Another method of making ampicillin is analogous to the method described above, and it differs in the method of protecting the α-amino group in the initial phenylglycine. In order to do this, acetoacetic ester is reacted with the sodium salt of phenylglycine, which forms an intermediate—aminocrontonic ester (32.1.1.17). Subsequent transformation of this product to the mixed anhydride (32.1.1.18) followed by a reaction with 6-APA in the presence of sodium bicarbonate gives ampicillin (32.1.1.16) in the form of a sodium
salt.
A method of directly acylating 6-APA with phenylglycine chloride hydrochloride also has been proposed.
Potential Exposure
Used as an antibiotic.
Drug interactions
Potentially hazardous interactions with other drugs
Ciclosporin: may increase ciclosporin levels.
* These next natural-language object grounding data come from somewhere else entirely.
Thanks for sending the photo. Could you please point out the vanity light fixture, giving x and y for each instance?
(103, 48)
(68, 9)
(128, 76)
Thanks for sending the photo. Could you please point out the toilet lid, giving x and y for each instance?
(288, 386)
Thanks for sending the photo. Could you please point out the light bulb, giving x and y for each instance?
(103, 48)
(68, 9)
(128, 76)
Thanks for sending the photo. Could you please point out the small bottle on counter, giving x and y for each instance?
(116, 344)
Reduces excretion of methotrexate (increased risk of
toxicity).
Metabolism
Ampicillin is metabolised to some extent to penicilloic
acid which is excreted in the urine.
Renal clearance of ampicillin occurs partly by glomerular
filtration and partly by tubular secretion; it is reduced by
probenecid. About 20-40% of an oral dose and 60-80%
of an IV dose may be excreted unchanged in the urine
in 6 hours. High concentrations are reached in bile; it
undergoes enterohepatic recycling and some is excreted in
the faeces.
Shipping
UN3077 Environmentally hazardous substances,
solid, n.o.s., Hazard class: 9; Labels: 9-Miscellaneous hazardous
material, Technical Name Required.
Incompatibilities
May be incompatible with oxidizers
(chlorates, nitrates, peroxides, permanganates, perchlorates,
chlorine, bromine, fluorine, etc.); contact may cause fires
or explosions. Keep away from alkaline materials, strong
bases, strong acids, oxoacids, epoxides.
Waste Disposal
It is inappropriate and possibly
dangerous to the environment to dispose of expired or waste
pharmaceuticals by flushing them down the toilet
or discarding them to the trash. Household quantities of
expired or waste pharmaceuticals may be mixed with wet cat
litter or coffee grounds, double-bagged in plastic, discard in
trash. Larger quantities shall carefully take into consideration
applicable DEA, EPA, and FDA regulations. If possible return
the pharmaceutical to the manufacturer for proper disposal
being careful to properly label and securely package the material.
Alternatively, the waste pharmaceutical shall be labeled,
securely packaged and transported by a state licensed medical
waste contractor to dispose by burial in a licensed hazardous
or toxic waste landfill or incinerator.